Former idol group member and singer From20 is drawing attention for an unusually intertwined public profile: he has openly congratulated his father on taking office as mayor of Gangneung while, at the same time, carrying out promotional activities for a full-length album built around a striking adult-oriented concept. The contrast has placed him at the center of a narrative in which a public family story and a private artistic world are not being kept neatly separate.

On July 2, From20 posted a family photo taken with his parents on his own account, adding the message, “Congratulations on your inauguration, father.” The post connected a political and social event with his personal social media presence, making his role visible beyond music alone. Before that, he had also taken part in digital promotion by personally producing and releasing content in the form of an election campaign vlog by the youngest son of a Gangneung mayoral candidate.
During that process, some online communities saw mocking reactions and criticism spread over differences in political position. The response also brought renewed attention to the social fatigue that can arise when an entire family becomes publicly exposed through political events. Separate from that controversy, however, From20 appears to be making his direction in music even clearer by moving toward a more aggressive concept.
He began his full-fledged comeback on June 26 with the release of his second full-length album, Rated R. The album title is borrowed from the “Restricted” category in the U.S. film rating system, and the project can be read as placing expressions and emotional structures outside the usual emotional safety zone of popular music at the forefront.
The new album focuses on musically reconstructing restrained emotions, desires that are socially rendered invisible, and the impulsive currents within the self.

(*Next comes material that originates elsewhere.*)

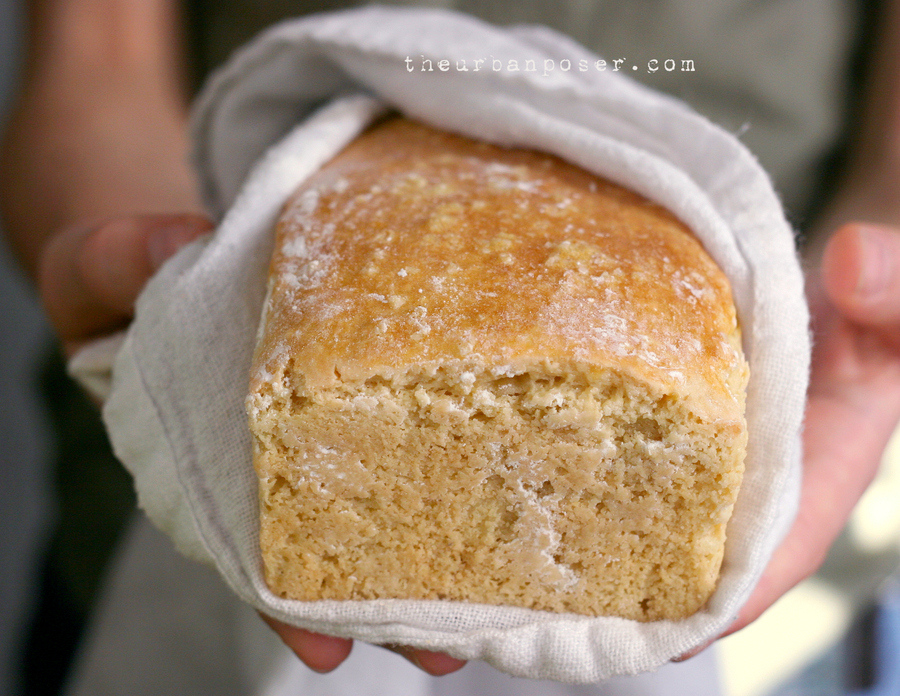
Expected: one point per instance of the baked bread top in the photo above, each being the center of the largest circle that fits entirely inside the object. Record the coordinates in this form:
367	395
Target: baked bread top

Unlike the image-management-centered narratives often built by artists who come from idol groups, From20 instead pushes discomfort and directness to the front, strengthening a narrative structure of his own.
From20 debuted in 2012 as a member of the group Bigstar and has steadily expanded his musical spectrum since shifting to a solo career in 2021. With this album, some observers say he is showing a clearer effort to build an independent identity as an artist, apart from his family’s political background.
Ultimately, From20’s recent path is being read as an example of how a solo artist from an idol background can reorganize his identity within a structure where a public family image and a personal artistic world are being amplified at the same time.